The celebrations were a reflection of the bond the coach has forged between the national team and an English public that seemed disillusioned with the hubris and dreary performances before Southgate's overhaul began in 2016.
Leading England to a final is proving cathartic for the coach who as a player missed the decisive penalty in the Euro ’96 semifinal penalty shootout against Germany. It was that tournament that saw the introduction of the England “Three Lions” song talking of “30 years of hurt.”
It's never easy for England. Even when the path to the Euro 2020 semifinals seemed smooth — even the 2-0 win over archrival Germany — Southgate was prepared for difficulties against Denmark, especially after losing the 2018 World Cup semifinal to Croatia and being beaten in the 2019 Nations League last four by the Netherlands.
“I knew it might be a tortuous path,” Southgate said. "In the end it’s a wonderful evening for our fans, for our public and for our country.”
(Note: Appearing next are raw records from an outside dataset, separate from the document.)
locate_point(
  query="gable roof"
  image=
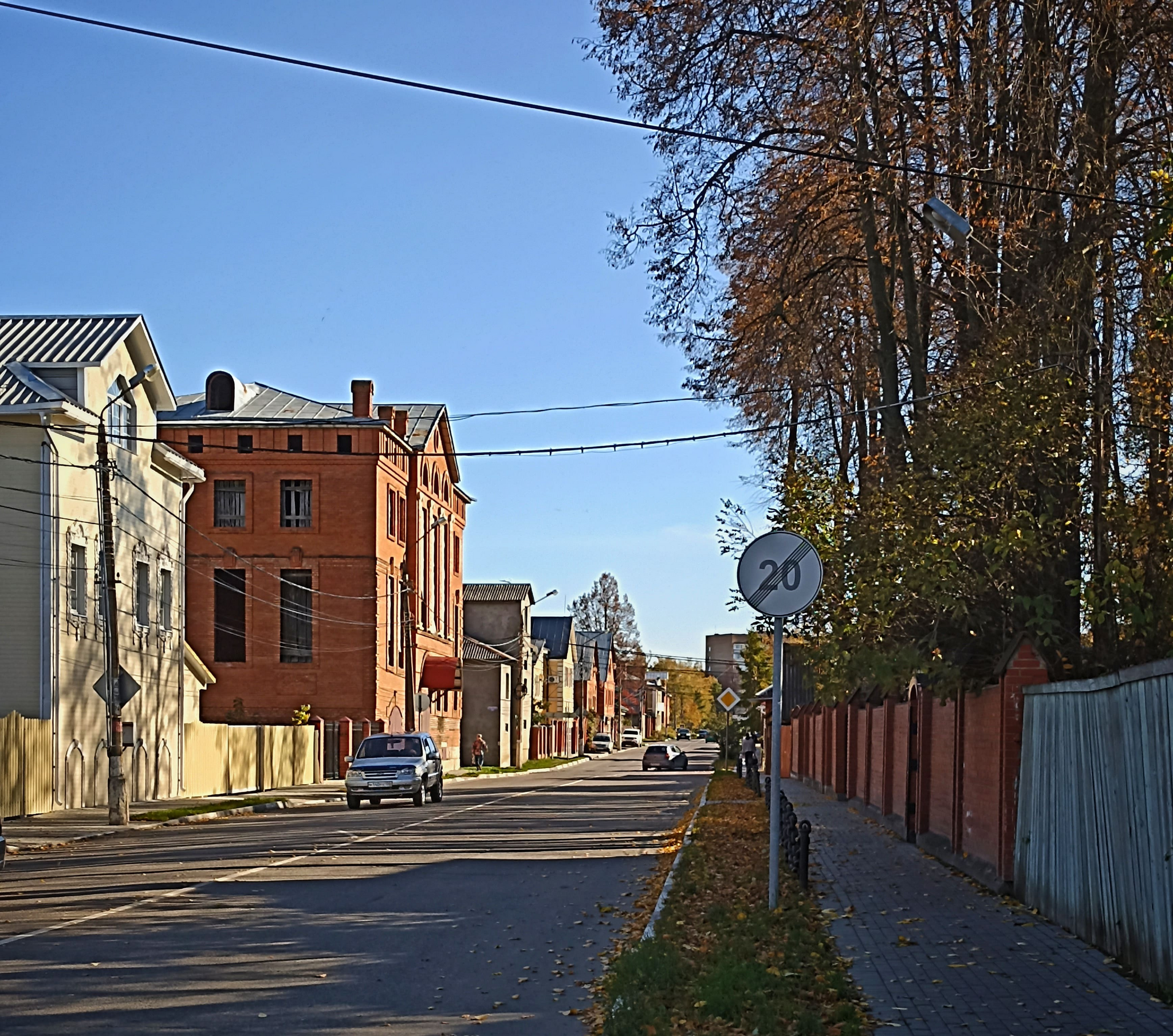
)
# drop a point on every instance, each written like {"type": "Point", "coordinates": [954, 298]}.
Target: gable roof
{"type": "Point", "coordinates": [555, 631]}
{"type": "Point", "coordinates": [473, 651]}
{"type": "Point", "coordinates": [70, 341]}
{"type": "Point", "coordinates": [497, 593]}
{"type": "Point", "coordinates": [601, 642]}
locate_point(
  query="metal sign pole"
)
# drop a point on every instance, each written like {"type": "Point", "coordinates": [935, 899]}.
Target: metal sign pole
{"type": "Point", "coordinates": [776, 765]}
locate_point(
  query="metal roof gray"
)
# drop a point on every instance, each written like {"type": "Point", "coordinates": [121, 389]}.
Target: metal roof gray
{"type": "Point", "coordinates": [263, 403]}
{"type": "Point", "coordinates": [499, 592]}
{"type": "Point", "coordinates": [555, 631]}
{"type": "Point", "coordinates": [56, 341]}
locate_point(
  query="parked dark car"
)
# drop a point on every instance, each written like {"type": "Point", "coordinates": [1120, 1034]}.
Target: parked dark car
{"type": "Point", "coordinates": [664, 757]}
{"type": "Point", "coordinates": [395, 766]}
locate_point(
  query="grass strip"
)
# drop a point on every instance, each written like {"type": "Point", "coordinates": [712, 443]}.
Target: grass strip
{"type": "Point", "coordinates": [203, 807]}
{"type": "Point", "coordinates": [722, 962]}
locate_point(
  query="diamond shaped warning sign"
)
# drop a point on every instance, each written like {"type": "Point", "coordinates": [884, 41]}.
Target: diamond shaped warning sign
{"type": "Point", "coordinates": [727, 700]}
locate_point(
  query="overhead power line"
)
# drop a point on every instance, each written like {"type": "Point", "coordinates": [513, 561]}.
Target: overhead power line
{"type": "Point", "coordinates": [762, 142]}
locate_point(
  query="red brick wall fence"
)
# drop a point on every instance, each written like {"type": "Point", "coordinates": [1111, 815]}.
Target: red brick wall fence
{"type": "Point", "coordinates": [943, 775]}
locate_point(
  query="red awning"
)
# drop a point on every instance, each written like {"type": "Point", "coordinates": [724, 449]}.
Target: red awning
{"type": "Point", "coordinates": [440, 673]}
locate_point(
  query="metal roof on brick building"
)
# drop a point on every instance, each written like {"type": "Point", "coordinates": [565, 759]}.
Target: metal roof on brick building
{"type": "Point", "coordinates": [555, 631]}
{"type": "Point", "coordinates": [495, 593]}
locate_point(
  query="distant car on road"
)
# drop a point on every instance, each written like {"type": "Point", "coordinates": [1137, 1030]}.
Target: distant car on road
{"type": "Point", "coordinates": [602, 743]}
{"type": "Point", "coordinates": [664, 757]}
{"type": "Point", "coordinates": [395, 766]}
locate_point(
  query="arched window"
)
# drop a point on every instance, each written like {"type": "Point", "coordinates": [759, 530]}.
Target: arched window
{"type": "Point", "coordinates": [120, 419]}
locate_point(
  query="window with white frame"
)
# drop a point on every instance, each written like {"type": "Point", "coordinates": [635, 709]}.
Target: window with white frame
{"type": "Point", "coordinates": [142, 594]}
{"type": "Point", "coordinates": [120, 420]}
{"type": "Point", "coordinates": [79, 580]}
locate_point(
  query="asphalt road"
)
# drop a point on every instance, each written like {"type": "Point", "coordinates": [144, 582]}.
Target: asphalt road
{"type": "Point", "coordinates": [328, 920]}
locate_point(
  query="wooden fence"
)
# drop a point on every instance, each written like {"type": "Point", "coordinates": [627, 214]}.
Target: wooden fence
{"type": "Point", "coordinates": [1095, 846]}
{"type": "Point", "coordinates": [26, 765]}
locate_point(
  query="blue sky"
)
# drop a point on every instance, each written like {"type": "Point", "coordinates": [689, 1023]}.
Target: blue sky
{"type": "Point", "coordinates": [303, 229]}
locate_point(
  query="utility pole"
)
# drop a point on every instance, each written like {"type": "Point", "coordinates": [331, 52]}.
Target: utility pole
{"type": "Point", "coordinates": [116, 782]}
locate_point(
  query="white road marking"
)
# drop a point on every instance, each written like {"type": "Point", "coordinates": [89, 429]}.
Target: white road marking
{"type": "Point", "coordinates": [352, 840]}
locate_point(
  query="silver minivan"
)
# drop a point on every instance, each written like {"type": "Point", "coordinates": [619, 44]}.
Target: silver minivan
{"type": "Point", "coordinates": [395, 766]}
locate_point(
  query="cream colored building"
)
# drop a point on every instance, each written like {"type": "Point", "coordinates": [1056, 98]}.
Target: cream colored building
{"type": "Point", "coordinates": [57, 376]}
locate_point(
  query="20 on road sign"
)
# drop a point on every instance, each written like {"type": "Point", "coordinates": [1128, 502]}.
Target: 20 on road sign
{"type": "Point", "coordinates": [779, 574]}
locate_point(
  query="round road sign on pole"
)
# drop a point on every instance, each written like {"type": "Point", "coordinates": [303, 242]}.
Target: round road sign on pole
{"type": "Point", "coordinates": [779, 574]}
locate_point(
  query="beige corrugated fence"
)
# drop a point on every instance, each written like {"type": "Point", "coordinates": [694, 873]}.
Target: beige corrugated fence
{"type": "Point", "coordinates": [218, 759]}
{"type": "Point", "coordinates": [222, 758]}
{"type": "Point", "coordinates": [26, 765]}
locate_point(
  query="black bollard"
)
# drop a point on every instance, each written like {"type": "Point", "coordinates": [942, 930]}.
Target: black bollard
{"type": "Point", "coordinates": [804, 852]}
Southgate sees his role as more delivering for a nation, assuming leadership status beyond sport when he talked about unity during the divisive Brexit debate and now encourages the players to use their platforms to promote social causes and campaign against racism.
Southgate is more than just an orator, though. Only 1966 Word Cup winner Alf Ramsey has been a more successful coach of England. The expensive imports at the start of the century — Sven-Göran Eriksson and Fabio Capello — could get no further than quarterfinals. Instead, a manager whose only club job ended in 2009 with relegation from the Premier League with Middlesbrough has led England to a final.
For all his popular support — “Southgate you're the one," fans sing — he resists pandering to fans' demands of selecting players. National hero Marcus Rashford, the Manchester United striker who has won acclaim for challenging the government, didn't even come off the bench for the biggest game of his career.
He ignored calls to drop Raheem Sterling at the start of Euro 2020 and has been rewarded with three goals from the winger who also forced the own-goal that tied the game 1-all against Denmark.
Southgate stayed calm as England held on, only making only substitution when five were available to him in the 90 minutes before extra time.
“The opposition were constantly changing tactics,” Southgate said. "Sometimes it is bolder to do nothing ... the risk is you don’t do anything, it goes against you but we were causing problems.”
Problems in a way that England have not done for decades.
"It’s one of the proudest moments in my life," said captain Harry Kane, who netted the winner from a rebound after his penalty was saved. "But we haven’t won it yet, we’ve got one more to go.”